Editor’s Note

Welcome.  Pulsebeat 02 picks up where Pulsebeat 01 left off, with a generous selection of expertly crafted and enjoyable poems by accomplished poets.  I feel a little sheepish that poets of this caliber are submitting their work to me, a renegade cutting tool engineer impersonating a poetry editor, but also happy, since it has brought a lot of interesting poems my way that I wouldn’t have seen otherwise.

This issue’s cover photo shows a close-up of grooved aluminum test disk, which looks a little like an old vinyl phonograph record, except the grooves don’t spiral in but are concentric like tree rings.  This disk was made a few years ago, when I was cutting narrow grooves in aluminum surfaces to retain wear-resistant coatings produced by thermal spraying with a steel feedstock.  The objective was to reduce component weight for engine blocks and brake rotors, although only the block work went into production. With the switch to electric powertrains it will all go the way of the buggy whip soon enough.

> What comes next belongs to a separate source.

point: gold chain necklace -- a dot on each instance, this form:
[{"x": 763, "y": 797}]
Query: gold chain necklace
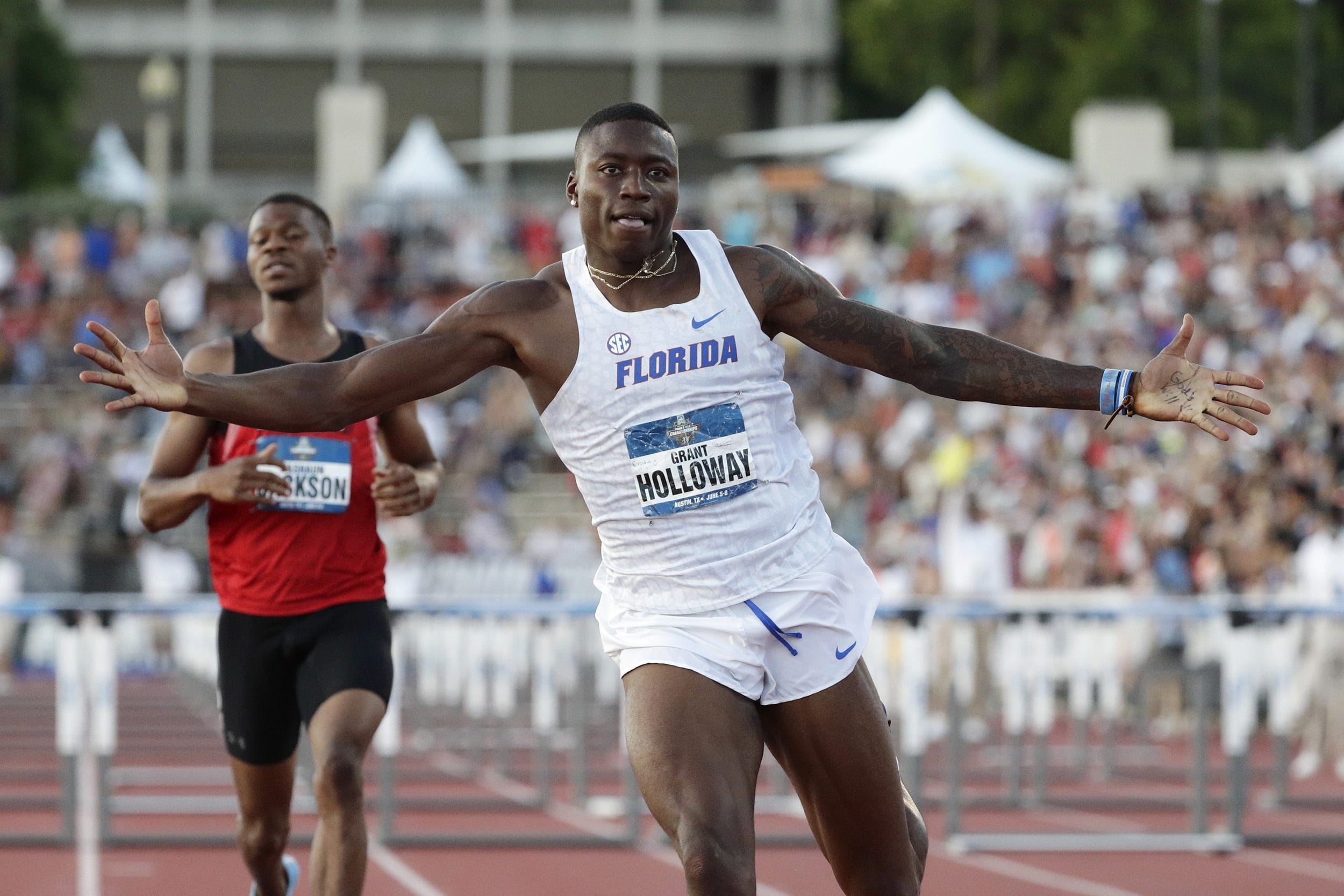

On the engineering front, I’m down to four days a week, and I don’t miss work on my new day off.  I plan to fully retire sometime in the fall, depending on when four machines get installed in a local factory and at least one is tooled up and dialed in. 

I am overjoyed to announce that my new poetry collection, Wall of Sound, will be published by Kelsay Books later this year or early in 2023.  Contributors and others on the official Pulsebeat master email list should brace themselves for Wall of Sound marketing spam in the fall.

The reading period for Pulsebeat 03, which will be posted in September, begins June 1.  This will be the last issue for 2022, and thus the last opportunity to get in on the ground floor by submitting musical poetry.  Until September, please enjoy all the wonderful poems in this issue.